Today, the Google Reader team announced the general rollout of the new version. It is with much dismay that I see the overall changes that have occurred with this new version. I like the idea of having my Reader shares (now +1’s) appear in Google+. This was something that I wanted since Google+ was initially announced. However, all is not roses with these changes.
First, let’s look at the good parts of the change. The user interface is consistent with other Google applications. Some attention to the design details is also evident, like ensuring that hitting “j” means the next story appears at the top of the reading frame. This sounds like something small, but it means that what you are reading always appears in the same place. As has been stated before, the new design is also spacious and “clean”. It doesn’t overwhelm you with data, but there is still a lot of information available. In addition, the mobile version changed to support the same concepts immediately, so there is no confusion between the two experiences.
What did we lose? Well, Reader shares no longer go into Google Buzz, which is being shut down eventually. There are no comments on the shares, but you can comment on the +1 activity of a user. You can no longer friend or follow someone in Google Reader, but all of this is available in Google+ as well, in a much nicer package too. In all honesty, the social features of Google Reader were always a bit awkward unless you were just trying to follow someone’s shared items. From the announcement perspective, we really did not lose much except Reader being more tightly integrated into Google+.
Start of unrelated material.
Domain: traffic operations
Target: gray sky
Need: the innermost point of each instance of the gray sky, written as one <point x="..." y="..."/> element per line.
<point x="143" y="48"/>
You will notice that I said from the “announcement perspective”. What they really failed to mention is what we really lose. Following someone’s Reader shares is how many people read news from the millions of blogs that exist. I am not a marketing person, so I followed shares from people who curated marketing content. I am a software engineer, so obviously there were other topics that I do not read daily but would like news about. I no longer have that. I need to include those people in a circle to see their +1 activity. This also assumes that these people will +1 content in the same way they used to share. Louis Gray has already changed his behavior:
Now, instead of sharing 10 or so items a day to the anonymous group of people following me in Reader, I selectively share less often, and to more targeted circles in Google+ which I built by hand. And if the item is interesting to an even wider group, I share it to Public.
This is important because Louis used to share 30+ items per day. The topics ranged from tech startups and mobile tech to general marketing and business content. By changing his sharing behavior, he is no longer curating content the way people expected.
If you follow this blog, you know that I have talked about human filters and my plan for digital curation. This plan used my Google Reader shares to generate a daily post of curated stories. These posts are not possible in the current implementation either. Obviously, I could change where to read my shares from, but there is no RSS or ATOM feed for my +1 activity. I figured that would not matter given that Google+ has an API. Annoyingly enough, the Google+ API does not have a way to get a person’s +1 activity directly. The API lists all activity, but a quick inspection only lists public posts, not public +1 activity. I am assuming this will change soon, but it is still highly annoying to application developers and people using the current Google Reader shares.
I understand the need to integrate everything with Google+, but as Twitter learned, disturbing the ecosystem that you created can be a painful experience. Google needs to be prepared when doing this type of integration, and the implementation process with Google+ has been odd. Google+ has continuously added features without the corresponding API being readily available. Google has followed with an API fairly quickly, but this type of implementation is very jarring for developers especially when Google had a history of ensuring APIs existed.
I am hoping that most of my concerns will go away soon, given that a proper API will likely follow soon. Until that time, take a look at my +1 activity to see what I am sharing.
One other minor note, Google Reader needs a new shortcut key for +1’ing an item. We lost the share shortcut and it was not replaced with anything. It seems like a minor thing, but when there are shortcut keys for everything else, it really breaks my flow to use the mouse.